OpenFF disulfide behavior

  • CYX may be accepted as a cysteine-like residue alias during parsing, but it is not a stable public OpenFF residue template for every disulfide case.

  • Disulfide cysteine SG atoms should be bonded to each other and should not have an attached HG proton.

  • SSBOND records identify intended disulfides. CONECT records can make the SG-SG bond explicit for parser paths that depend on connectivity.

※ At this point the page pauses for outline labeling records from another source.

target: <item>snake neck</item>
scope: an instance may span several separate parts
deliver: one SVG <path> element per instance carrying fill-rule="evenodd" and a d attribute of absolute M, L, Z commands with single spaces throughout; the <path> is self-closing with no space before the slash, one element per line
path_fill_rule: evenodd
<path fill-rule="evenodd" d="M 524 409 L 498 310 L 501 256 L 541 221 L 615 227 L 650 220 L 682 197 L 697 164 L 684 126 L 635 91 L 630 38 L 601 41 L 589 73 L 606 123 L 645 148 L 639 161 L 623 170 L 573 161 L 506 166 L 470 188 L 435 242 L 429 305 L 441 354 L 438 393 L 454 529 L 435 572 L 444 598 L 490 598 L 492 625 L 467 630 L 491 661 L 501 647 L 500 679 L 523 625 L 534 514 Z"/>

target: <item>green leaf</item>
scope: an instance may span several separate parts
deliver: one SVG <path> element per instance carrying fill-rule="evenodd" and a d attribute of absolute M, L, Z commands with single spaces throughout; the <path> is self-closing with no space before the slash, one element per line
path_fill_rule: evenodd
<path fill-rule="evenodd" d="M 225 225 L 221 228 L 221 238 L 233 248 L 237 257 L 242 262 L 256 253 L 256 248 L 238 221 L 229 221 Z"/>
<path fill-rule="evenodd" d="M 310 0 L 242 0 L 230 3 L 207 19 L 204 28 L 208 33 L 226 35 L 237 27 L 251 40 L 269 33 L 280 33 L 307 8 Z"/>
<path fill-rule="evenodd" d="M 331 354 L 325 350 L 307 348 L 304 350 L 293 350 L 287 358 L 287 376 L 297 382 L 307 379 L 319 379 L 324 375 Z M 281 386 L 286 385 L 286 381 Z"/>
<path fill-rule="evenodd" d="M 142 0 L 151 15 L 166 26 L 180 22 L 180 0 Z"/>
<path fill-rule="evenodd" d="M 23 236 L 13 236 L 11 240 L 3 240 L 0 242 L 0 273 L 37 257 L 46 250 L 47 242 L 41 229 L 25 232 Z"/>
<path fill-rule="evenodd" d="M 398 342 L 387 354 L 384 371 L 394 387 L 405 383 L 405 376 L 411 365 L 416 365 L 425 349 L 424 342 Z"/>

  • N-terminal cystines combine terminal hydrogens with disulfide chemistry and can expose template/charge mismatches.

Custom substructures JSON

PolyzyMD’s enzyme.custom_substructures_path loads JSON and passes it to Topology.from_pdb(..., _custom_substructures=...).

Warning

_custom_substructures is a private/experimental OpenFF API. Treat examples as proofs of concept or upstream-PR candidates, not as stable public OpenFF support.

Shape:

{
  "RESNAME": {
    "[SMARTS:1]": ["ATOM1"]
  }
}

Each residue name maps to SMARTS patterns, and each SMARTS pattern maps to the corresponding PDB atom names for that residue.

Charge diagnostics

Charge mismatch messages are blockers. They usually mean one of these is wrong:

  • protonation state or terminal hydrogen count

  • disulfide SG-HG or SG-SG bonding

  • residue atom naming

  • missing heavy atoms or missing residues

  • ambiguous TER, SSBOND, or CONECT records

  • a custom substructure that does not match the PDB atom graph

Acceptable fixes are chemically explicit: curate the PDB, correct hydrogens and connectivity, model missing atoms when scientifically justified, or document a narrow custom-substructure proof of concept. Do not suppress the error.

Running error catalog

Exact signature

Likely cause

Diagnostic

Acceptable fix

Caveats

Molecule has more/fewer total formal charges than the matched substructure

OpenFF matched a residue graph whose formal charge differs from the PDB graph

Inspect the named residue’s atom list, bonds, hydrogens, TER records, and disulfide records

Correct residue chemistry or use a reviewed custom substructure proof of concept

Do not ignore; private custom substructures are not stable API

Error dump names CYS#0001, terminal H, or N-terminal cysteine/cystine

N-terminal cysteine has terminal hydrogens plus disulfide chemistry that does not match OpenFF’s template

Check SG-HG absence, SG-SG bond, N-terminal hydrogens, and residue naming

Curate the cystine or test a structure-specific NCYX custom substructure

Seen in 4CHA proof of concept; not universal

Renaming disulfide cysteine to CYX does not resolve ingestion

CYX aliasing is not equivalent to a complete public template for all contexts

Validate direct OpenFF ingestion and inspect charge mismatch

Fix connectivity/hydrogens or prepare an upstream OpenFF issue/PR

Avoid relying on residue rename alone

Failure adjacent to residues listed in REMARK 465

Missing-coordinate residues or missing heavy atoms alter termini or local chemistry

Read PDB header and visualize gaps

Model missing regions externally if required for the study

Automatic filling is a modeling decision

Catalog maintenance rule

When a new OpenFF PDB ingestion error is diagnosed, update this table and Troubleshoot OpenFF PDB ingestion with the exact error text, likely cause, diagnostic command, acceptable fix, and caveats before closing the task unless the user explicitly defers the durable documentation update.